The United States, NATO and many EU countries see Putin as the puppet master behind the Ukraine insurgency. They accuse him of sending in elite Russian soldiers to stir unrest and ensure the country -- historically and linguistically tied to Russia -- stays in Moscow's orbit.
US National Security Adviser Susan Rice said on Friday that the White House would "be watching whether Russia does or does not uphold its responsibility to use its very considerable influence to restrain and withdraw those irregular militia from the buildings and spaces that they've occupied".
Putin denies his forces have any role in east Ukraine.

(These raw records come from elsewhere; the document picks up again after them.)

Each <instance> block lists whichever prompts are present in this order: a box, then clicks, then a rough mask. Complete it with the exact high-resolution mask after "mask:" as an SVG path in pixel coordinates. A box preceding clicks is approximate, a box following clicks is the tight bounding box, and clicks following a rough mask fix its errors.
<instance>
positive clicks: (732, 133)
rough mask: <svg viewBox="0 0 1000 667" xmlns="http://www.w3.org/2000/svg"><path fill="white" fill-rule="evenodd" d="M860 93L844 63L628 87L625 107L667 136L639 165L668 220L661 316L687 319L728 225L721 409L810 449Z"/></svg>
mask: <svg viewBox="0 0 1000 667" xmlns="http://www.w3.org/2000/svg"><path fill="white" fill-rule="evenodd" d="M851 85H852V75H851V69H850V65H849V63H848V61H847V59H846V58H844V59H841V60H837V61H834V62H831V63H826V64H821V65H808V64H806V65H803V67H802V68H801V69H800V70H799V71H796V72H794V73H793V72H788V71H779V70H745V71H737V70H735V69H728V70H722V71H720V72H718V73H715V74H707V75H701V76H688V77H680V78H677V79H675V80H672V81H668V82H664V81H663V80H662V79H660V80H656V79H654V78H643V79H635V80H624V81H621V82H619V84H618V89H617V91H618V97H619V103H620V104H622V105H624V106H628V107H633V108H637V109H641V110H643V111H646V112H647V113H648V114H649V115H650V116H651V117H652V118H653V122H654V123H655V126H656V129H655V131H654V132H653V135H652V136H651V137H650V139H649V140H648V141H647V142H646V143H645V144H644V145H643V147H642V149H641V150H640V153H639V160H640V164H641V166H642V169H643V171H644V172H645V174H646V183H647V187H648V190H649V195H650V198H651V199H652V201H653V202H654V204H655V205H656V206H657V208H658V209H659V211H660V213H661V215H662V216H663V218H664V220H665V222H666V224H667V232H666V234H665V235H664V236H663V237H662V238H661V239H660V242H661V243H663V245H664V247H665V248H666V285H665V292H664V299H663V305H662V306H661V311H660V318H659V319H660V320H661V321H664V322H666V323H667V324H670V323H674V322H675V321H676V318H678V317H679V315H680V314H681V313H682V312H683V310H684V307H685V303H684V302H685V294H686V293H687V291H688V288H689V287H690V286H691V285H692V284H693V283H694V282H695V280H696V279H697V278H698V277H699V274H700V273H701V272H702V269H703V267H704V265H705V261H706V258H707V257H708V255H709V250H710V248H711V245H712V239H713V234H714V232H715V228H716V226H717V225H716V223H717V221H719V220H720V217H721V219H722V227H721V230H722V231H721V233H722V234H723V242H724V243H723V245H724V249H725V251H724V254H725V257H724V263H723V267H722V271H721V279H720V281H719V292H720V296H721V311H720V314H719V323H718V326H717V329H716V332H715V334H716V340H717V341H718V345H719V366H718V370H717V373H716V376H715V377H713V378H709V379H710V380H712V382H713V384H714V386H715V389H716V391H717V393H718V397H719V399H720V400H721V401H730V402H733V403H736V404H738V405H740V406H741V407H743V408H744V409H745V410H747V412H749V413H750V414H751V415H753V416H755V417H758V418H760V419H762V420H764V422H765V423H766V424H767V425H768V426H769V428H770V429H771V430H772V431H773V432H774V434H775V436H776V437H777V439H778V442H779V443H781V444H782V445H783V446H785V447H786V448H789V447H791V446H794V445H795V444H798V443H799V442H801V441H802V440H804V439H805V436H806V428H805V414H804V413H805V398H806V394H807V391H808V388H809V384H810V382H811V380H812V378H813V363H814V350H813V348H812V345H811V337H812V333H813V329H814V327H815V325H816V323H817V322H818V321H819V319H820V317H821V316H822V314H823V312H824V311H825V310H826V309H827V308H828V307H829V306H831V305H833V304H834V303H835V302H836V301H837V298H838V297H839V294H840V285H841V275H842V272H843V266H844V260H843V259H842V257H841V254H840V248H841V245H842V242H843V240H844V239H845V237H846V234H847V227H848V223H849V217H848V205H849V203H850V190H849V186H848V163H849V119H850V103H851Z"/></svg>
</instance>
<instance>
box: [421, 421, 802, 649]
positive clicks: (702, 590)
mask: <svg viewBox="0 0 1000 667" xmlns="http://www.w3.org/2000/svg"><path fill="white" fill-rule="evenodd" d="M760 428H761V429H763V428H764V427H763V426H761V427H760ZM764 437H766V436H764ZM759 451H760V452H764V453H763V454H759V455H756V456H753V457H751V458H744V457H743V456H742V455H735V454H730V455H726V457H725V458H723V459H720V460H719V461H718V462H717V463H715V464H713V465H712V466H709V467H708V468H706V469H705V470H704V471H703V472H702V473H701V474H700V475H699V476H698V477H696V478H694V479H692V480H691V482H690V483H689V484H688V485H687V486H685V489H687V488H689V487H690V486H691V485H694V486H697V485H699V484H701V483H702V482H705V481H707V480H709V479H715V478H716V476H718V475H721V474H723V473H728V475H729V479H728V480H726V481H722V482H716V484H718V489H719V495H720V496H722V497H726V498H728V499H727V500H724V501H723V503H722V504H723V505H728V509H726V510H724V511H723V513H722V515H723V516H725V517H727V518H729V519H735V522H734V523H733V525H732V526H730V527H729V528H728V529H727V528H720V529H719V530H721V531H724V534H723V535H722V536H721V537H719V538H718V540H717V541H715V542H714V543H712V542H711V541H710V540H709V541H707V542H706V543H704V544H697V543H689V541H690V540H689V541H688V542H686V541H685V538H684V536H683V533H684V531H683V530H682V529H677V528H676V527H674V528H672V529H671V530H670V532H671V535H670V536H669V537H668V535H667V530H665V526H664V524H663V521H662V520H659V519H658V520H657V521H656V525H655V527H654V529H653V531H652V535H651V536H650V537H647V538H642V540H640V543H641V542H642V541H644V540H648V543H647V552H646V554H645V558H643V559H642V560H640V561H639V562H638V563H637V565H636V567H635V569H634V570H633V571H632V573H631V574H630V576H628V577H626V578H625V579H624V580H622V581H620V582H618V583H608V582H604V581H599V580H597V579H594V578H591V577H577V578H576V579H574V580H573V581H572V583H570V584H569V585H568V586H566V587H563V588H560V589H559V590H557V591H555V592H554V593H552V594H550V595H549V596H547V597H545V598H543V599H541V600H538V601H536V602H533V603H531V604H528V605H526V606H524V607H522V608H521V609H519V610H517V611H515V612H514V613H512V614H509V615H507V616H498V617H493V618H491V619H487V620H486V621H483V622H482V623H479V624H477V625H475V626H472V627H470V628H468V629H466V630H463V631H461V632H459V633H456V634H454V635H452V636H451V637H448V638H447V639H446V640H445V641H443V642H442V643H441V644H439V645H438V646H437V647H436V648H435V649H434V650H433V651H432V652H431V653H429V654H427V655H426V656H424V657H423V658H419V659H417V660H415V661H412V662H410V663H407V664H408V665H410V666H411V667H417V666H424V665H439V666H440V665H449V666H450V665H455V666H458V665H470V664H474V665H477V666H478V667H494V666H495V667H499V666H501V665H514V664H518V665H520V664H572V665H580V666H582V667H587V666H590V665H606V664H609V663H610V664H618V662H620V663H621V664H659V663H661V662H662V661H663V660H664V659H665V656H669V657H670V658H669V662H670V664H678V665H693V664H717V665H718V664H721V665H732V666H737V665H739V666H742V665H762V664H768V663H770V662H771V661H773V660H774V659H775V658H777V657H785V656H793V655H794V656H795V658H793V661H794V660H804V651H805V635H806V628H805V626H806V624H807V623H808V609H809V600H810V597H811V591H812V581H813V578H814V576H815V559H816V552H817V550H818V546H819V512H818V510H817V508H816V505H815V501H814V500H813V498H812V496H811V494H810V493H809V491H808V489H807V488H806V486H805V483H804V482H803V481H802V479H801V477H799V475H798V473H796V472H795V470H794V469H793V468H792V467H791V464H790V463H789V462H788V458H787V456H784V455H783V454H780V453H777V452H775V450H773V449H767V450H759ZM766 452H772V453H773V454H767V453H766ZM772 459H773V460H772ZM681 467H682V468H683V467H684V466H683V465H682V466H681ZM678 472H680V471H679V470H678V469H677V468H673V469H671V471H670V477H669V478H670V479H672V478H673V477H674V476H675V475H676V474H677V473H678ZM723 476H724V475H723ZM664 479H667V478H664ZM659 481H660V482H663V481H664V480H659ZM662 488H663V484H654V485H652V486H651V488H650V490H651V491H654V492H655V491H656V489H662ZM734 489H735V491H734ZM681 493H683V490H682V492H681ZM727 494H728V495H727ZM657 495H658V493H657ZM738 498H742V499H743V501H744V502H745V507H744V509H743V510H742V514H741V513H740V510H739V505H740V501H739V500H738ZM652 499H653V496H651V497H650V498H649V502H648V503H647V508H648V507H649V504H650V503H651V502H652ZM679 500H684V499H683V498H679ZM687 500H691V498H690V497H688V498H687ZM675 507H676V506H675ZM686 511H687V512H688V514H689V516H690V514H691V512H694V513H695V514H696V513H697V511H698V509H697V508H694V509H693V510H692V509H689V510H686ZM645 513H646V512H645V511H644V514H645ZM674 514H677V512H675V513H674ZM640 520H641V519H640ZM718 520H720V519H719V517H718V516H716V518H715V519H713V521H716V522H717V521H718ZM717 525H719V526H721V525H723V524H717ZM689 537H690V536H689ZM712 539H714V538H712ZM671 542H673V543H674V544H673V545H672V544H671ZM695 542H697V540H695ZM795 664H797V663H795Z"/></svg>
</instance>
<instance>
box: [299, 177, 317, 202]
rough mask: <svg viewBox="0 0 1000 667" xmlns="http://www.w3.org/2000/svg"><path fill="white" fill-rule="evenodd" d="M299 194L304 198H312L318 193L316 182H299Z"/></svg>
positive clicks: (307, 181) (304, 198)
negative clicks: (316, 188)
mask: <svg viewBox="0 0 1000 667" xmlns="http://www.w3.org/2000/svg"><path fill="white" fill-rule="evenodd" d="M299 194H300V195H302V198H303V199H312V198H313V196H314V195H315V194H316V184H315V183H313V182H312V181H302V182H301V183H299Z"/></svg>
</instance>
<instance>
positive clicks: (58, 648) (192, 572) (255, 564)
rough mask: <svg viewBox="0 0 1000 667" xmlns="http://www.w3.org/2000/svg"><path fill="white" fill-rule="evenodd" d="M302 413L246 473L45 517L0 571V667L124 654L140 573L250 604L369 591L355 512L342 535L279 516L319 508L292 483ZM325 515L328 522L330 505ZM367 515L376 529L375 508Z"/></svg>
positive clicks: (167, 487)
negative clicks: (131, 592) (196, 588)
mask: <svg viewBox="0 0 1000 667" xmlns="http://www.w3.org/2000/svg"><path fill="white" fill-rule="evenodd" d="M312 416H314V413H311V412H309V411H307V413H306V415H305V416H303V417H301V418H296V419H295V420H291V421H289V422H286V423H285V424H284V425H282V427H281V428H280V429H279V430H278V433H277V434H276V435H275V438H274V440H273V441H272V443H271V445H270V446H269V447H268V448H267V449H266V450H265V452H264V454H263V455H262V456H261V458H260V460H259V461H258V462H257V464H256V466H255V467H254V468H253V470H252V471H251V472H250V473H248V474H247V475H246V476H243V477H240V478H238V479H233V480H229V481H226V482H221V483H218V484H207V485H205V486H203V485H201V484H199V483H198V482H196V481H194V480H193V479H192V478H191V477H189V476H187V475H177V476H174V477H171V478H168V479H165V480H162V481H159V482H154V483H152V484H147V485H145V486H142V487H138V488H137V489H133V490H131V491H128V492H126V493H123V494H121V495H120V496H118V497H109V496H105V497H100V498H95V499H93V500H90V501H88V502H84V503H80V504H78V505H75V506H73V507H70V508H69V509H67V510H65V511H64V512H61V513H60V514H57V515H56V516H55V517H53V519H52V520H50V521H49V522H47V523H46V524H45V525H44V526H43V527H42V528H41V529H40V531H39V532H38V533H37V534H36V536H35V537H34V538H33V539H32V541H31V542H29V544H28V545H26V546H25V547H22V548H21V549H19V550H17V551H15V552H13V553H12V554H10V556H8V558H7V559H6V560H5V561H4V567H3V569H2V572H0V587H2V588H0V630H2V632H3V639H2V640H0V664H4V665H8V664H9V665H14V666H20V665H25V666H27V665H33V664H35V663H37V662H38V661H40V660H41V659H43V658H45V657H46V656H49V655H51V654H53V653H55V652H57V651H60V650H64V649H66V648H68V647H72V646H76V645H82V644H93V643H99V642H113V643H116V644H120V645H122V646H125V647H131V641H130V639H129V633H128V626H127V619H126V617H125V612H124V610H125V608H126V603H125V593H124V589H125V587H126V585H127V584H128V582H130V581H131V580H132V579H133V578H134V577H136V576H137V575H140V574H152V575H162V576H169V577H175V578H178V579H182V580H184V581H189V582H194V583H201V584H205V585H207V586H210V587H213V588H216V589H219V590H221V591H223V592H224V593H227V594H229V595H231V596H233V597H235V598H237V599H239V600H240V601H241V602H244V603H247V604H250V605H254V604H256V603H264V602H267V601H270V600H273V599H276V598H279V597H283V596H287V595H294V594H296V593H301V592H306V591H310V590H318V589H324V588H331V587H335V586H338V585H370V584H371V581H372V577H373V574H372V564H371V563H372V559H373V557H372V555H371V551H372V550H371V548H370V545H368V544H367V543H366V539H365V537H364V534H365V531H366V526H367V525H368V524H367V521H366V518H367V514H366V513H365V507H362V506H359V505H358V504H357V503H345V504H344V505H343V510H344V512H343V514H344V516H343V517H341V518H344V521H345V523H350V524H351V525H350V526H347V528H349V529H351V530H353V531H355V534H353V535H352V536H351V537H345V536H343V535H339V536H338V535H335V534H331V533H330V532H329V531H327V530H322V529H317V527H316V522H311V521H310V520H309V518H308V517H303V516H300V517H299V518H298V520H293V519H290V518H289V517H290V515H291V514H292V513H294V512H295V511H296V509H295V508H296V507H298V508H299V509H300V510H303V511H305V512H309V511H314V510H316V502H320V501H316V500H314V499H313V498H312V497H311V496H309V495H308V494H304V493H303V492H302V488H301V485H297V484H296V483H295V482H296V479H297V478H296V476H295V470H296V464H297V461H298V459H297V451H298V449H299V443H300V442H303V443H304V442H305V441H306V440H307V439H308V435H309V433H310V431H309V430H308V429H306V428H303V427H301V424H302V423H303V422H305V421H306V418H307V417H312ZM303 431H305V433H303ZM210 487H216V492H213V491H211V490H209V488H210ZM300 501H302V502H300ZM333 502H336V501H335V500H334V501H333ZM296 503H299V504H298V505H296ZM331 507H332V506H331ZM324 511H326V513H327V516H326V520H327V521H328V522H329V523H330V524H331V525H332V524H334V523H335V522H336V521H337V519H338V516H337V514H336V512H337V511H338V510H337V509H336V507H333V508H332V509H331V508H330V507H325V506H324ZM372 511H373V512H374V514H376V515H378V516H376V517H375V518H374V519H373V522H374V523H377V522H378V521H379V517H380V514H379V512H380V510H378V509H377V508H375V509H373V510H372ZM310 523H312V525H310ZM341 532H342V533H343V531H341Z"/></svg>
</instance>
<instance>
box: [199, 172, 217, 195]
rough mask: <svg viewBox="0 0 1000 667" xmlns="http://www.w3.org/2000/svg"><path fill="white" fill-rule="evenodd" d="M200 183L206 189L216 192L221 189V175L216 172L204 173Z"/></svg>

On Thursday, however, he dropped an identical denial over Crimea, which Russia annexed from Ukraine last month, to admit the Russian army had in fact been deployed there.
The Russian leader said in a television interview to be broadcast later Saturday that the soldiers sent to Crimea would soon receive medals.
He also said he believed relations with the West could be normalised -- but that "does not only depend on us. It depends on our partners."
In a sign of the current prickly relationship with the West, Kremlin spokesman Dmitry Peskov late Friday told Russian television that US threats of more sanctions on Moscow were "absolutely unacceptable" and "one cannot treat Russia like it is a shameful student".
"Our Western colleagues are trying to push responsibility towards our side. But it must be underlined: it is a collective responsibility," he said.
He also pointedly declared that there are Russian troops "close to the Ukrainian border".
"Some are based there, others have been sent as reinforcements due to the situation in Ukraine," he added.
- US vice-president visit -
The comments appeared to be a warning that the situation could quickly degrade if Moscow were punished for a failed implementation of the accord.
NATO believes Russia has around 40,000 troops positioned on its border with Ukraine, in a state of readiness for an invasion.
Putin has asserted he has a "right" to send his army into Ukraine, but that he "very much hoped" he would not have to.
Although the United States has not given a deadline for compliance with the Geneva deal, US Vice President Joe Biden is due to visit Kiev on Tuesday.
He will be meeting leaders who have taken charge since the February ouster of pro-Kremlin former president Viktor Yanukovych, after months of massive and bloody street protests.
Russia refuses to see the new Kiev government as legitimate, and the turmoil in Ukraine's east could prove an obstacle to a planned May 25 presidential election.
On Friday, one of the separatist leaders in the self-declared Donetsk Republic, Denis Pushilin, said he agreed occupied buildings should be vacated -- but only if the leaders in Kiev first leave the buildings "that they are occupying illegally since their coup d'etat" in February.
Yulia Tymoshenko, a former prime minister who is a leading candidate for next month's presidential election, said she held talks with the Donetsk separatists on Friday that left her convinced that "compromise is possible".
In a concession to the Russian-speaking militants, Ukrainian Prime Minister Arseniy Yatsenyuk on Friday pledged safeguards for the Russian language and a broad decentralisation of power.
Ukraine's Foreign Minister Andriy Deshchytsya also suggested the authorities would hold off temporarily from any further military action on the ground to give the agreement time to take effect.
"If this does not begin in the next few days then I think after Easter there will be more concrete actions," Deshchytsya told journalists. Easter in Orthodox Ukraine ends on Monday.
Ukraine's military has so far proven woefully inept in its efforts to dislodge the separatists. On Friday, in a rare success, the army said it had recovered two of six armoured vehicles captured by rebels during a disastrous military operation earlier in the week.